Question 19.10: Stoichiometry of Electrolysis Gold can be plated out of a so...
Stoichiometry of Electrolysis
Gold can be plated out of a solution containing Au^{3+} according to the half-reaction:
Au^{3+} (aq) +3 e^- \longrightarrow Au(s)
What mass of gold (in grams) is plated by a 25-minute flow of 5.5 A current?
| SORT You are given the half-reaction for the plating of gold, which shows the stoichiometric relationship between moles of electrons and moles of gold. You are also given the current and duration.

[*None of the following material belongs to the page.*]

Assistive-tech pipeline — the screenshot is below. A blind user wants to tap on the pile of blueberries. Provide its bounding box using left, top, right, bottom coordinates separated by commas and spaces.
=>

You must find the mass of gold that will be deposited in that time. |
GIVEN: 3 mol e^- : 1 mol Au 5.5 amps 25 min FIND: g Au |
| STRATEGIZE You need to find the amount of gold, which is related stoichiometrically to the number of electrons that have flowed through the cell. Begin with time in minutes and convert to seconds. Then, because current is a measure of charge per unit time, use the given current and the time to find the number of coulombs. Use Faraday’s constant to calculate the number of moles of electrons and the stoichiometry of the reaction to find the number of moles of gold. Finally, use the molar mass of gold to convert to mass of gold. | CONCEPTUAL PLAN
min \underset{\frac{60 s }{1 min }}{\longrightarrow }s \underset{\frac{5.5 C}{1 s }}{\longrightarrow }C \underset{ \frac{1 mol e^- }{96,485 C}}{\longrightarrow } mol e^- \underset{\frac{1 mol Au }{3 mol e ^{-}}}{\longrightarrow }mol Au \underset{\frac{196.97 g Au }{1 mol Au }}{\longrightarrow }g Au |
| SOLVE Follow the conceptual plan to solve the problem, canceling units to arrive at the mass of gold. | SOLUTION
25 \cancel{min} \times \frac{60 \cancel{s} }{1 \cancel{min} } \times \frac{5.5 \cancel{C} }{1 \cancel{s} } \times \frac{1 \cancel{mol e^-} }{96,485 \cancel{C} } \times \frac{1 \cancel{mol Au} }{3 \cancel{mol e ^{-}} } \times \frac{196.97 g Au }{1 \cancel{mol Au} }=5.6 g Au |
| CHECK The answer has the correct units (g Au). The magnitude of the answer is reasonable if you consider that 10 amps of current for 1 hour is the equivalent of about 1/3 mol of electrons (check for yourself), which would produce 1/9 mol (or about 20 g) of gold. | |